Menurut dia, pelaku pasar saat ini mengaku belum mengetahui secara jelas, korporasi seperti apa yang dapat dijadikan tersangka oleh KPK.

"Ini suatu yang baru dan kami belum disosialisasikan, definisi tersangka itu seperti apa, lalu yang mewakili di pengadilan itu siapa, hukumannya apa," ujar Isaka Yoga

Kecemasan di kalangan investor ini, lanjut Isaka, sangat menjadi perhatian AEI. Jangan sampai, investor yang tidak mengetahui apa-apa dirugikan.
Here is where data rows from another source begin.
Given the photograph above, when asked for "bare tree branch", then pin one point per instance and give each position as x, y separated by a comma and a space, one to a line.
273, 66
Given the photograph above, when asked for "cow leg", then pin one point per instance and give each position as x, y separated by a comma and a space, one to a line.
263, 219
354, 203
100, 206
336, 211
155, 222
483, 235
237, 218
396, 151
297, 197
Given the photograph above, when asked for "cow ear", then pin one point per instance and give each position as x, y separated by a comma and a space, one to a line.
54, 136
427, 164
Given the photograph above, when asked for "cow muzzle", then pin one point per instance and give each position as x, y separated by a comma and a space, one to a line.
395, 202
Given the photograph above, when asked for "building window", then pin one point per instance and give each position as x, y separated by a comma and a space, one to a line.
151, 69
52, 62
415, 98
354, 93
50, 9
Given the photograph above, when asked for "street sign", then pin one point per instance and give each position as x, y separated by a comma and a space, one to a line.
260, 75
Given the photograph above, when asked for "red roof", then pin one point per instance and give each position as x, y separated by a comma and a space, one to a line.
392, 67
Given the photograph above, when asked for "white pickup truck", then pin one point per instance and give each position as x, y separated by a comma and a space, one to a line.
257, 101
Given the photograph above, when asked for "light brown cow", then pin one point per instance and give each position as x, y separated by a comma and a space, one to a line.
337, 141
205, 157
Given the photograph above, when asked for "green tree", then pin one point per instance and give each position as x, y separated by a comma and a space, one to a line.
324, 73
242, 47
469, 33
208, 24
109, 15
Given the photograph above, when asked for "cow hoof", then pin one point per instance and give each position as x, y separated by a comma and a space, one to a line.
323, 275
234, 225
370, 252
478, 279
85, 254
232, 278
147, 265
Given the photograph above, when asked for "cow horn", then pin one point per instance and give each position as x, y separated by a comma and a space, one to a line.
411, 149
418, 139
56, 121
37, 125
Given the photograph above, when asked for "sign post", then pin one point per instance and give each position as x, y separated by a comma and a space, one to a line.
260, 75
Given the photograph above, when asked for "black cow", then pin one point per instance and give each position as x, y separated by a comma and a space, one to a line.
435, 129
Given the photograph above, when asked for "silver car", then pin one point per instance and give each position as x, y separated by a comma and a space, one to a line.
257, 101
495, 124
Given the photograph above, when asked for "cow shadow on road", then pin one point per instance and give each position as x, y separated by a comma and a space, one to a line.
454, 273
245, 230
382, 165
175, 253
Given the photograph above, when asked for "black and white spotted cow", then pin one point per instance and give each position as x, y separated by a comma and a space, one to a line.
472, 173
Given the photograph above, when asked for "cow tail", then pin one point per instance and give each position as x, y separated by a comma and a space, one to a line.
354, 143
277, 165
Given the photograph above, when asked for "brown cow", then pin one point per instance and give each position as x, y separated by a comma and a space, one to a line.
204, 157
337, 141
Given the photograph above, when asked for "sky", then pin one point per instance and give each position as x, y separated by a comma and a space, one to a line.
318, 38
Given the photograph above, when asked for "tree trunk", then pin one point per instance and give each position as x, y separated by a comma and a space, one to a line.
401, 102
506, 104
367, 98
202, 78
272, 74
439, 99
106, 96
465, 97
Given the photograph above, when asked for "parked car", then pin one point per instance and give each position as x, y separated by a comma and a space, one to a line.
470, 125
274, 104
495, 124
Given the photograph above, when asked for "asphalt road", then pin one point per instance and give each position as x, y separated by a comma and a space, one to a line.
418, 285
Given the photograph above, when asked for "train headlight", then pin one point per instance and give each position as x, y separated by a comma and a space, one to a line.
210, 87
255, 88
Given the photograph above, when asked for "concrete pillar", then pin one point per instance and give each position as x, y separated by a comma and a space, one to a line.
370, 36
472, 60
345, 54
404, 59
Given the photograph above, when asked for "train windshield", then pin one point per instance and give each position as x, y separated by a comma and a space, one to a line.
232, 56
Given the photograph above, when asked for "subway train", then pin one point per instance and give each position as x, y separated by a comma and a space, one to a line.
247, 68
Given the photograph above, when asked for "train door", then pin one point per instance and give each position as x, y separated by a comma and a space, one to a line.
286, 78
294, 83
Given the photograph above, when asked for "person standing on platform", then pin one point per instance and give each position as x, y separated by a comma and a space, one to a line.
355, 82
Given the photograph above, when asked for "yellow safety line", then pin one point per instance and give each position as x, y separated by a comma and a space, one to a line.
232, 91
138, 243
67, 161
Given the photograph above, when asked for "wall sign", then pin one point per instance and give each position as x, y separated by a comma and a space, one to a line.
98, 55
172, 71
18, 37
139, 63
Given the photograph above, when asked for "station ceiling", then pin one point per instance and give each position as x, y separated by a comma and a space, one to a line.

"KPK maupun dari lembaga pemerintah apa saja, harus bisa menjelaskan bagaimana korporasi bisa menjadi tersangka karena perusahaan itu benda mati, yang menjalankan itu orang. Apalagi kami perusahaan publik yang terdiri dari banyak investor," katanya.

Menurutnya, paktik yang terjadi di banyak negara, jika perusahaan melakukan pelanggaran maka hanya dikenakan denda.

"Kalau di sini kami belum tahu sama sekali dan belum ada bayangan, karena belum ada sosialisasinya," katanya.

Apalagi, kata dia, sebagai perusahaan publik, pengawasannya sangat ketat, mulai dari Otoritas Jasa Keuangan (OJK), maupun oleh BEI.

"Selama memenuh ketentuan itu dan melakukan good corporate governance, saya rasa aman mestinya," ujar Isaka.